Models combining clinical and genomic information performed far better than those built with genomic data alone, the team found. That result suggests that new genomic information should be used to augment, rather than replace, more traditional clinical predictors of risk, said the researchers.

"The framework allows us to utilize all of the information available -- both traditional variables and gene expression data -- to sort through the disease heterogeneity and get much closer to a personalized prediction of disease outcome. There's no reason clinical and genomic predictors must be an 'either/or' proposition," Nevins said.

Importantly, the researchers added, their analysis also provides a measure of the confidence with which recurrence risk can be estimated for a given patient. Such measures of confidence are critical, they said, because some patients' recurrence risk might be less clear than others, information that might determine how heavily patients' should weigh their personalized risk prediction.

"If relevant clinical and genomic prognostic factors provide conflicting information about a patients risk status, it is critical that the resulting uncertainty be properly represented and communicated to adequately inform -- and indeed caution -- the clinical interpretation of a patient's estimated risk, and that efforts be made to dissect and understand the underlying basis for that conflict," West said.
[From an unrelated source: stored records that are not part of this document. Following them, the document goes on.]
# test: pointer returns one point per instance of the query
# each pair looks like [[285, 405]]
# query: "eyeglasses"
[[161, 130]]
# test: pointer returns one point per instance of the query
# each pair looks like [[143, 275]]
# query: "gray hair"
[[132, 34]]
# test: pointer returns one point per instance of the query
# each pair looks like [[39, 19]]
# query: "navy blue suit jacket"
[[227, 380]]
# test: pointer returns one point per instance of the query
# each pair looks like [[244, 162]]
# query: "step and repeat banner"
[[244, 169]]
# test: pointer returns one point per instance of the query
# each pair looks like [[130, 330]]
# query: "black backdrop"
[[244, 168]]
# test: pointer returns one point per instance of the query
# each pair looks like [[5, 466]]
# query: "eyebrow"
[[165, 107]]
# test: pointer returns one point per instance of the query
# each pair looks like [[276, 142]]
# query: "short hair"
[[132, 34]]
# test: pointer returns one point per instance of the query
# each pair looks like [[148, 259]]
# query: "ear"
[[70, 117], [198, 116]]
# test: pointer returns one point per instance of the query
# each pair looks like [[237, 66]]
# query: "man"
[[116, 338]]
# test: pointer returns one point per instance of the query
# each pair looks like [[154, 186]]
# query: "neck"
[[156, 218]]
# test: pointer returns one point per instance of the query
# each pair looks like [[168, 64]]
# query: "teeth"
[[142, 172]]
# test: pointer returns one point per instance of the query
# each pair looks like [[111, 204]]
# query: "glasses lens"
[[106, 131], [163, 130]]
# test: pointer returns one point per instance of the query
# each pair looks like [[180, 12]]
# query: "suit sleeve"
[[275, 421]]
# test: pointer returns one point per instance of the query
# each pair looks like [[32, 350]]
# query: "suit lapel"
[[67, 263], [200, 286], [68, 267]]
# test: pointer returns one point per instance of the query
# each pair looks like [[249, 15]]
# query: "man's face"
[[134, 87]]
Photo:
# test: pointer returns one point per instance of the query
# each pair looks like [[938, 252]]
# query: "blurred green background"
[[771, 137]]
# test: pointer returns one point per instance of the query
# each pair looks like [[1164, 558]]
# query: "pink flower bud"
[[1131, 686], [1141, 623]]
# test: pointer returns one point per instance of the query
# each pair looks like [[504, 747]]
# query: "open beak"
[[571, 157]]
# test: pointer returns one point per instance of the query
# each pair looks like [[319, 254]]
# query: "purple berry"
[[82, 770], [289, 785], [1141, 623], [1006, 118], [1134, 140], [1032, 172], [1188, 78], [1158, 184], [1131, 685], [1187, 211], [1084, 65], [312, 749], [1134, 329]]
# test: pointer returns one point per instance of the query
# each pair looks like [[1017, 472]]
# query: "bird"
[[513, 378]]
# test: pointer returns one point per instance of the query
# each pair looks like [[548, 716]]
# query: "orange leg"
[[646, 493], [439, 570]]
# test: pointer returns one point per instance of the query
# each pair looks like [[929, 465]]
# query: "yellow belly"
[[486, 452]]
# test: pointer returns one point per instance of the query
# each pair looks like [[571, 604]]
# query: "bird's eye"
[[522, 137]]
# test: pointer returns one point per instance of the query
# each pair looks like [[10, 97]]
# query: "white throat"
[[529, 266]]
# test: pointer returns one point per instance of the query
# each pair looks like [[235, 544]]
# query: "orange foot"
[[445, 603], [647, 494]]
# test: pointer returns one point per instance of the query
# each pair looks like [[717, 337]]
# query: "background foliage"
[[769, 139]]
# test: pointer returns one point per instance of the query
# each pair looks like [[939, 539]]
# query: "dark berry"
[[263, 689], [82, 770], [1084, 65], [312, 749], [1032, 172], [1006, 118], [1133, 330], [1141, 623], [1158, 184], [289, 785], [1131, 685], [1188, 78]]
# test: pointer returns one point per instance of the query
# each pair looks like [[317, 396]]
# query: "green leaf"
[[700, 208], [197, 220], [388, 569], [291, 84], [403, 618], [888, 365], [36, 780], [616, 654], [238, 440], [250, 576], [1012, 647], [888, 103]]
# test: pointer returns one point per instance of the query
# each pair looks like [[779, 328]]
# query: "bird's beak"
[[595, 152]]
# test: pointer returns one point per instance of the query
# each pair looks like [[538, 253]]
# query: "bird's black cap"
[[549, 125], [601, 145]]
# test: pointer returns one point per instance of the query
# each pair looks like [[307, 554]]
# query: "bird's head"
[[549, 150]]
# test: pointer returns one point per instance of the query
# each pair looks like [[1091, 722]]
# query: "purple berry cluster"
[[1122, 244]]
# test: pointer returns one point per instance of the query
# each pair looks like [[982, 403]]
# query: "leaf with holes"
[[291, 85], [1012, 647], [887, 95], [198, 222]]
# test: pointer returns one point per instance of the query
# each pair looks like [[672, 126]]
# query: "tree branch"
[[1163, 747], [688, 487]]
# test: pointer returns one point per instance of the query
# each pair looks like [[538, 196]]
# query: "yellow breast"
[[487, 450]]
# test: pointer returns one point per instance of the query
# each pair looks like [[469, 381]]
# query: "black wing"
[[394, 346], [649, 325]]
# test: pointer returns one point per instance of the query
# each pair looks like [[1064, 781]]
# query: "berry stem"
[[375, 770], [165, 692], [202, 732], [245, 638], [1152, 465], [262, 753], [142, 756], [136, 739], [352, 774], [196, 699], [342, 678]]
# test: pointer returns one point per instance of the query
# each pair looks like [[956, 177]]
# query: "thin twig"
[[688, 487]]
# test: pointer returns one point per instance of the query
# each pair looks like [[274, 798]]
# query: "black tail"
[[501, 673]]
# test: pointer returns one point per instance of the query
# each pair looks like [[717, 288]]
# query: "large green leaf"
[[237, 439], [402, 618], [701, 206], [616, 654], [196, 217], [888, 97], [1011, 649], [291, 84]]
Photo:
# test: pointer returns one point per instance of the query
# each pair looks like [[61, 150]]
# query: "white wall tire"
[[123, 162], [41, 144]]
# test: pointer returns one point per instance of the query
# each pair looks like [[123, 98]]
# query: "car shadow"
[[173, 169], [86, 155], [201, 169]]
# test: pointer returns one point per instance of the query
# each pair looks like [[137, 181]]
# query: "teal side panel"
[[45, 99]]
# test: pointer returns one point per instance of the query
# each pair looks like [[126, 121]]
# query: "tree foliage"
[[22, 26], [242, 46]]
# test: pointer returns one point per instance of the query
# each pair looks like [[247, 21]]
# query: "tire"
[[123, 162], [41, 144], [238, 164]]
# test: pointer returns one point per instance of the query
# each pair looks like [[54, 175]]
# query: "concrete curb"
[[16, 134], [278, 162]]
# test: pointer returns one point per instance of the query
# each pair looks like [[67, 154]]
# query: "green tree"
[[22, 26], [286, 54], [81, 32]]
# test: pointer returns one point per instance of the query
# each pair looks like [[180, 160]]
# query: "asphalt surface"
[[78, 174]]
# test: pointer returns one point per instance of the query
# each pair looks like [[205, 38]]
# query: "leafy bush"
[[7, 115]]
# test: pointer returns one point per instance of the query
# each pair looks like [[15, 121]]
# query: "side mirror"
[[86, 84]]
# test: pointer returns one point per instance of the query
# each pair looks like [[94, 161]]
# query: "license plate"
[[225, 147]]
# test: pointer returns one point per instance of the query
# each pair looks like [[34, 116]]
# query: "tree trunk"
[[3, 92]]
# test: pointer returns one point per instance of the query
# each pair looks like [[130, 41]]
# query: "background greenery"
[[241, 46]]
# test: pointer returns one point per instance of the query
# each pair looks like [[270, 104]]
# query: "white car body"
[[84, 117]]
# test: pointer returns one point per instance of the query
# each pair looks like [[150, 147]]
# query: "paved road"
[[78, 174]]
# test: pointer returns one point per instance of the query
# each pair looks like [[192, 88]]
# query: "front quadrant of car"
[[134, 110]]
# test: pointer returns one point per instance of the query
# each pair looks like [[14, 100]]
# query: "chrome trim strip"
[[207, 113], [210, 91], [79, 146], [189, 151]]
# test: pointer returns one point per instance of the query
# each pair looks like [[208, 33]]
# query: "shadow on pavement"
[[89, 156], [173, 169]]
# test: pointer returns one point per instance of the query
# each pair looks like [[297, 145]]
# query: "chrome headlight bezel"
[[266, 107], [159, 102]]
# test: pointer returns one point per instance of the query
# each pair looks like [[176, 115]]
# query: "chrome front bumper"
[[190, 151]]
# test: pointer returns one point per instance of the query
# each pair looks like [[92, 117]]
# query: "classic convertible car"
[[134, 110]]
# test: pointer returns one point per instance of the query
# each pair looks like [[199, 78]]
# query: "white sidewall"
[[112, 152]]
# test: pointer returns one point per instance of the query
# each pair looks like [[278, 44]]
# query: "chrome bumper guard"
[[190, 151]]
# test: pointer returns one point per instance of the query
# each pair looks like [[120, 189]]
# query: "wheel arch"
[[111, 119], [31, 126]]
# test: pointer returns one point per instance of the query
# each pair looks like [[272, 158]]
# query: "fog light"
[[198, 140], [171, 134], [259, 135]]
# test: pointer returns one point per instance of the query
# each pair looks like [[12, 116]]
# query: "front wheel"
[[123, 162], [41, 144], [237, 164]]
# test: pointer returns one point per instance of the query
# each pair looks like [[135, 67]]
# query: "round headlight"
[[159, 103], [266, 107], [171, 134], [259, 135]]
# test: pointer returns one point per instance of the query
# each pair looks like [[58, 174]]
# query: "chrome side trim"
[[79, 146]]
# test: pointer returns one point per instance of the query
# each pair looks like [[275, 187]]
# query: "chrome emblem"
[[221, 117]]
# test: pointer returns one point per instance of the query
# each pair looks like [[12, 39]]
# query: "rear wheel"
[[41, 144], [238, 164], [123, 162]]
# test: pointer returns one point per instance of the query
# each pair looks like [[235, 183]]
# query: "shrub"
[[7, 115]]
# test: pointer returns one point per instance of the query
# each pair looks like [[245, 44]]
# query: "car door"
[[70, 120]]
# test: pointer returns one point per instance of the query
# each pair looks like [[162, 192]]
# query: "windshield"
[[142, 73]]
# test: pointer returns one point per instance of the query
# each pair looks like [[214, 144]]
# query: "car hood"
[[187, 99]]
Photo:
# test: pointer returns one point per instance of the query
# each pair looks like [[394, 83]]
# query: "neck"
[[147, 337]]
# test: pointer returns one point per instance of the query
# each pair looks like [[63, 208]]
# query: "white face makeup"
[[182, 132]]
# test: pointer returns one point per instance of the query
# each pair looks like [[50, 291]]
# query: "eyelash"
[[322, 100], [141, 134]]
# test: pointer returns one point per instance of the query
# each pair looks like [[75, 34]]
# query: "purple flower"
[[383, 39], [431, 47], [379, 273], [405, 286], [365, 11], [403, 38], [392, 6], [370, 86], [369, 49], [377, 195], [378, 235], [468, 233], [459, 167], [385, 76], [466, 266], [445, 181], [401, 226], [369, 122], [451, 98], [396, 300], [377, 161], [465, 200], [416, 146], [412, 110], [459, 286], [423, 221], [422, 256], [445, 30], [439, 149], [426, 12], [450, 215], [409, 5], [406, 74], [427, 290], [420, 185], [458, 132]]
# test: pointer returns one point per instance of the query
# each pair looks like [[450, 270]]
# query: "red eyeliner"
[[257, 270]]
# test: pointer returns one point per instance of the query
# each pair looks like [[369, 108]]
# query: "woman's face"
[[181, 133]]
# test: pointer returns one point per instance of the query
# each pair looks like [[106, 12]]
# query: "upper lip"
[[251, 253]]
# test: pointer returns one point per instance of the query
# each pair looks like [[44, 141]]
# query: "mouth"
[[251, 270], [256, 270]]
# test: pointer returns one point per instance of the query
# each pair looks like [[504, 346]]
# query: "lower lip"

The newly developed predictive approach is now being further extended and evaluated in additional patient groups. Once complete, said Nevins, the test would be ready to incorporate into clinical practice in a limited way. For instance, patients might use the information about their relative risk to decide between a more or less aggressive therapy.

The method has other uses as well, West noted. For example, the analysis could provide information about patients' responsiveness to particular treatment methods, measures that could be usefully applied in the evaluation of clinical trials and selection of the most effective treatment regimens.

The Duke project involves collaborators Jennifer Pittman, Ph.D., Erich Huang, M.D., Holly Dressman, Ph.D., Cheng-Fang Horng, Andrea Bild, Ph.D., and Edwin Iversen, Ph.D., all of Duke, as well as Skye Cheng, M.D., Mei-Hua Tsou, M.D., Chii-Ming Chen, M.D., and Andrew Huang, M.D., of the Koo Foundation Sun Yat-Sen Cancer Center in Taipei.